Consider yourself blessed and fortunate that you’re serving at a time when our students need you, where you’re providing that emotional safe harbor. Your words are the ones that they’re going to remember — not what’s being said on CNN or Fox News.
Absenteeism is rampant in the immigrant community. How can schools get these students back in the classroom?
This is not the answer for that question, but the first thing that came to mind is vote. We need to get off our asses and see the impact that this had on our students, and we need to be angry. We need to not allow for this to continue any longer than it needs to.
With regard to the students that are right now home, I struggle to look a parent in the face in a community where they’re being harassed by ICE and say, “Send them to school, don’t worry, they’re 100% safe,” because we know that’s not true.
What I will say to those families is know your rights. And also, know the culture in which you’re sending your children. Is that school protecting your child? Will you have alert calls? Does your district have a practice to prevent schools from becoming hubs of immigration (enforcement) efforts?
In many parts of our country, we’re not protecting our students from having our schools be the places where these raids are happening. I had a student in my hometown get picked up when he was going to an immigration center to check in, as he was supposed to.
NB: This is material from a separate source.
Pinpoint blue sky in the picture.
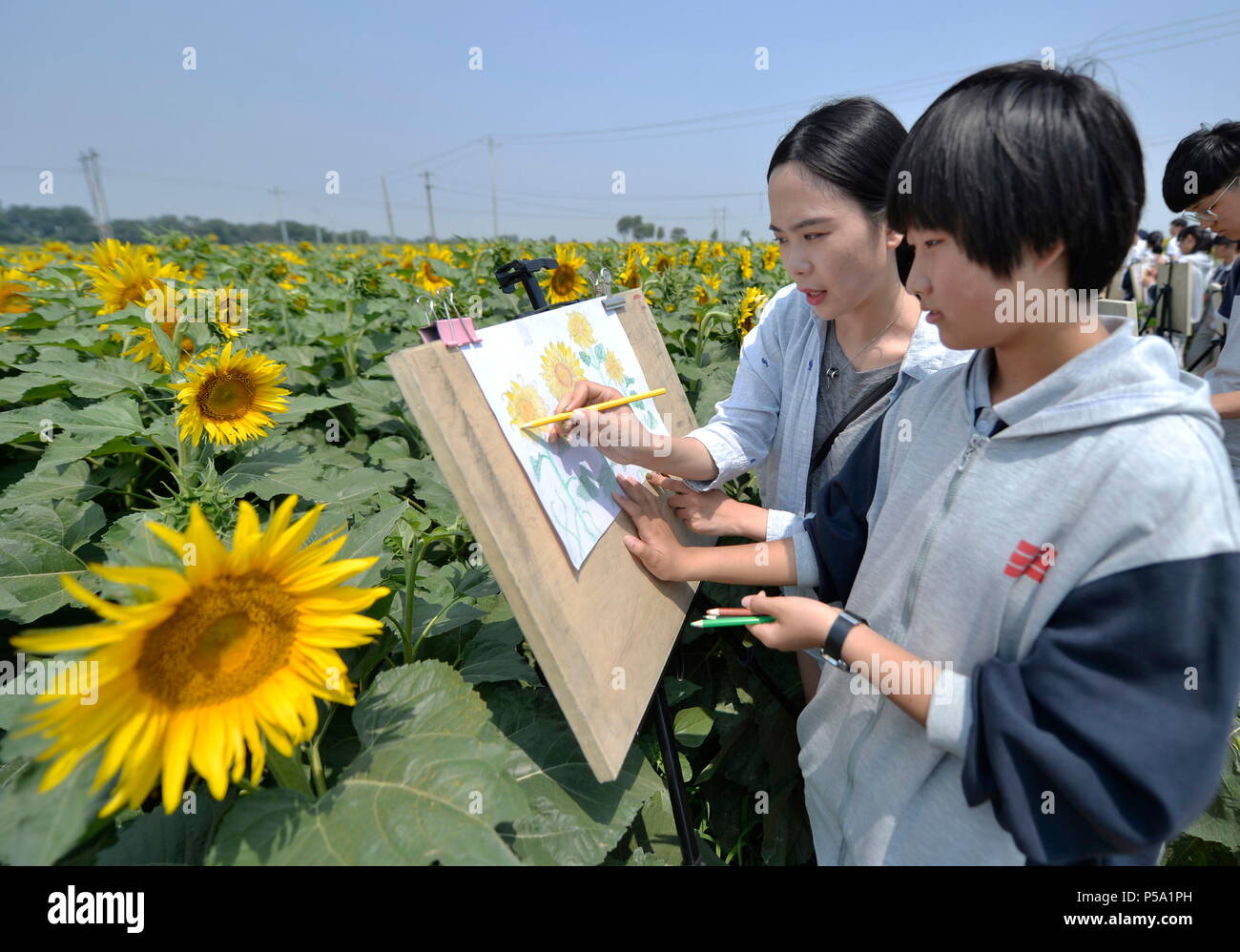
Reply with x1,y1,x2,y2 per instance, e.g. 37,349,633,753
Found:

He missed graduation because he was following the rules.
What do you make of this moment for us as a nation?
We’re going through a period right now where a lot of the fundamental principles of democracy are being questioned. It’s a stain on our beautiful country’s history. The pandemic of prejudice that we’re dealing with now is harder to lead through than the pandemic of disease that we went through five years ago. We got through the pandemic of disease because we came together. What’s happening now is this pandemic of hate and prejudice is pulling us apart. But if you look deeper, you see stories of resilience and of the power of unity.